Sin embargo, y pese a toda esa manifestación de síntomas, las numerosas investigaciones realizadas al respecto apuntan a que no existe una relación directa entre perder pelo y padecer caspa. Sí que están relacionados, en cambio, la seborrea y la mayor tendencia a perder pelo, ya que la producción excesiva de grasa impide que el cabello se desarrolle correctamente, favoreciendo la caída.

La solución a ambos problemas, la caspa y la seborrea, es la misma y pasa por elegir un buen champú (productos anti-caspa de Svenson), utilizándolo correctamente y con la frecuencia adecuada.  Para el pelo con caspa existe actualmente en el mercado un amplísimo abanico de productos destinados a solucionar este problema y adaptados tanto al tipo de caspa (leve, moderada o severa) como a las peculiaridades del cuero cabelludo (con picor, sensible, seco…). El ingrediente estrella de este tipo de productos es el piritionato de zinc, que posee sustancias activas antifúngicas.

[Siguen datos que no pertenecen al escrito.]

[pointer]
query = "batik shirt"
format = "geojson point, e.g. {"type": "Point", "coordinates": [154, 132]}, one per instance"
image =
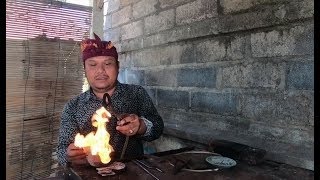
{"type": "Point", "coordinates": [133, 99]}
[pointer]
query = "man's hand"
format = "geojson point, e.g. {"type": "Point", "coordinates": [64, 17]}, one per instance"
{"type": "Point", "coordinates": [76, 156]}
{"type": "Point", "coordinates": [131, 125]}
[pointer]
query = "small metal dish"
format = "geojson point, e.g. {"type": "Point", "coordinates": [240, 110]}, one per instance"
{"type": "Point", "coordinates": [221, 162]}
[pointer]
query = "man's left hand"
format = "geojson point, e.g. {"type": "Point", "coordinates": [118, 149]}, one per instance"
{"type": "Point", "coordinates": [131, 125]}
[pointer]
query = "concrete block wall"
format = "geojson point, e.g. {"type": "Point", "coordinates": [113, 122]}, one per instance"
{"type": "Point", "coordinates": [239, 70]}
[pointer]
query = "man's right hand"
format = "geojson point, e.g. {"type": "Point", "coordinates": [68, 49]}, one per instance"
{"type": "Point", "coordinates": [76, 156]}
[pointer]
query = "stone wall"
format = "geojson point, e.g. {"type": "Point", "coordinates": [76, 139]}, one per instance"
{"type": "Point", "coordinates": [239, 70]}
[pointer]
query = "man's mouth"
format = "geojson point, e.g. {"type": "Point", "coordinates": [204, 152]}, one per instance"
{"type": "Point", "coordinates": [101, 78]}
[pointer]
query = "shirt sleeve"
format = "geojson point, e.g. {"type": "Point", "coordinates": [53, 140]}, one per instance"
{"type": "Point", "coordinates": [150, 113]}
{"type": "Point", "coordinates": [67, 132]}
{"type": "Point", "coordinates": [148, 126]}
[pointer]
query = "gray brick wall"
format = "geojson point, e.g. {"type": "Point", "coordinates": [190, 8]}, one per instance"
{"type": "Point", "coordinates": [240, 70]}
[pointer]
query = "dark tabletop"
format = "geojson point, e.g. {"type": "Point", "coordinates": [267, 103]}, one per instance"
{"type": "Point", "coordinates": [196, 168]}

En cuanto a los cuidados del cabello graso, la premisa es mantenerlo siempre limpio (está científicamente demostrado que la creencia de que lavar en exceso este tipo de cabellos puede ser perjudicial para el cuero cabelludo es errónea). A la hora de elegir el champú, es muy importante optar por un producto que sea específico para este tipo de cabello. Hay que aplicarlo suavemente, sin frotar el cuero cabelludo (sí que es cierto que cuanto más se frota, más grasa se produce, lo que a su vez puede favorecer la caída del cabello) y dejar que el resto del cabello se lave sólo con la espuma que cae del lavado.

En definitiva, atajar de forma correcta y con los productos específicos problemas capilares tan frecuentes como la caspa y la grasa es así mismo la mejor estrategia para “blindar” al cabello del riesgo de debilitarse y, finalmente, caerse.